I have a single node Kubernetes cluster running on RHEL 7.
I also have a Windows Server 2019 server.
Both the Windows and RHEL servers are virtual machines on the same host.
When I sit at a command prompt on RHEL and run curl
to fetch a 500kb document from a URL on IIS, the request is "fast" (less than 1 second).
When I run the same request from inside a container running in a Kubernetes pod, the request is "slow" (4 seconds or more).
This happens with both Calico (original) and Weave (now deployed instead) as the Kubernetes pod network provider.
I've got as far as running tcpdump
inside a container and establishing that there are a large number of TCP retransmissions and window size updates during the course of the HTTP request.

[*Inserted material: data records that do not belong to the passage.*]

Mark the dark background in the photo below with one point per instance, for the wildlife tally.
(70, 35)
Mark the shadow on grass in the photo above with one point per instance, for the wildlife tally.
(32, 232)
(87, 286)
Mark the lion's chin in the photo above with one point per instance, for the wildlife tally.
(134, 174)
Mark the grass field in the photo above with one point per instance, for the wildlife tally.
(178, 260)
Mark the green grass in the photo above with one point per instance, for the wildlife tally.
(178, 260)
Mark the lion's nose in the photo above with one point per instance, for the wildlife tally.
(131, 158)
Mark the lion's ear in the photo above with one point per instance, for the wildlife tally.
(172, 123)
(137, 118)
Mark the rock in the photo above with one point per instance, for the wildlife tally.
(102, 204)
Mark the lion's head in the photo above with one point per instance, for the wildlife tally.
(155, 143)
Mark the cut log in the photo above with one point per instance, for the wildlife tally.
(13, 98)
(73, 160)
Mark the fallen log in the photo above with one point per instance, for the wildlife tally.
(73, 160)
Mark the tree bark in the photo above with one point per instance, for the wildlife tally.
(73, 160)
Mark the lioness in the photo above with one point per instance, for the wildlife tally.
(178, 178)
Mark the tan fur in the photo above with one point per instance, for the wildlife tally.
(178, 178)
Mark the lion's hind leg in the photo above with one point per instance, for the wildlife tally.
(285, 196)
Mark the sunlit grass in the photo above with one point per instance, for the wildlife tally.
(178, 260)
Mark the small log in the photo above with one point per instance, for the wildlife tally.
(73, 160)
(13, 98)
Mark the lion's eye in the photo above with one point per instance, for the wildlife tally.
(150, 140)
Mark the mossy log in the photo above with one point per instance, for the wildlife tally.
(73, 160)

This looks (to my limited knowledge) like an MTU related problem. However, reducing the MTU at both the IIS end and within the Weave network has not helped.

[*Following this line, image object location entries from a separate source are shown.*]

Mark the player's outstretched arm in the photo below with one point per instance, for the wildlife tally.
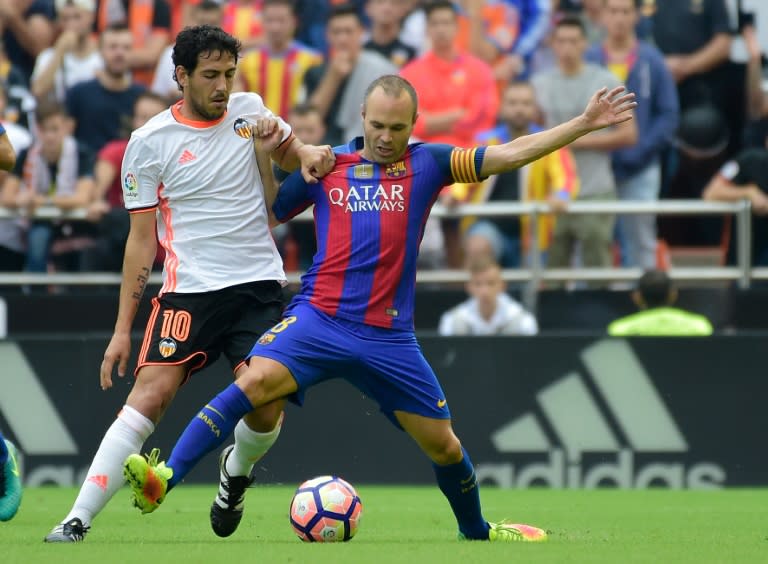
(140, 250)
(315, 161)
(266, 136)
(605, 108)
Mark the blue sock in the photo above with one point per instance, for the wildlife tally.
(459, 484)
(207, 431)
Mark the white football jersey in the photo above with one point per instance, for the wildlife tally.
(202, 181)
(510, 318)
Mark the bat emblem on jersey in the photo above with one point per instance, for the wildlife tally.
(243, 128)
(167, 347)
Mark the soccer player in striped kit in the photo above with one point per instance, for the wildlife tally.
(354, 313)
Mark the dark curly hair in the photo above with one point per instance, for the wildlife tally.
(191, 42)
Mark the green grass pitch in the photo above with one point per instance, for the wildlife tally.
(408, 525)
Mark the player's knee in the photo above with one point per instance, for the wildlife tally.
(152, 396)
(265, 418)
(446, 450)
(253, 383)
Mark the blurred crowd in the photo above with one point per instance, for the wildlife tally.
(77, 76)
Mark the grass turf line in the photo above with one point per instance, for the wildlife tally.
(407, 525)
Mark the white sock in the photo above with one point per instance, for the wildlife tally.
(105, 476)
(250, 446)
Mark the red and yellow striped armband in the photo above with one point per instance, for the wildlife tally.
(466, 164)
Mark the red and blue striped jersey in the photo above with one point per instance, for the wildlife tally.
(369, 221)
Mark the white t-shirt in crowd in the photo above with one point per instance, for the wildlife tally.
(510, 318)
(72, 70)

I am waiting for packet dumps from the customer run at both the IIS end and directly on the RHEL machine, so I can establish where packets are being dropped.
Meanwhile, any ideas very welcome.
We have cured the problem, though we never were 100% sure of the root cause.
Packet dumps showed jumbo frames (way bigger than 1500 bytes) arriving at the K8s box from IIS and then being rejected with "fragmentation needed" by Linux, since the Weave MTU was a standard 1376
The MTU at both ends of the link was 1500 but we think perhaps TCP segmentation offloading was in play (the customer uses VMWare and Mysterious “fragmentation required” rejections from gateway VM sounds somewhat related)
We ended up setting a very high MTU on the Weave network - 65404 - on the basis that it's all within a single VM, so why not?
This cured the packet fragmentation and HTTP requests from inside the containers are now just as quick as from outside on the K8s host.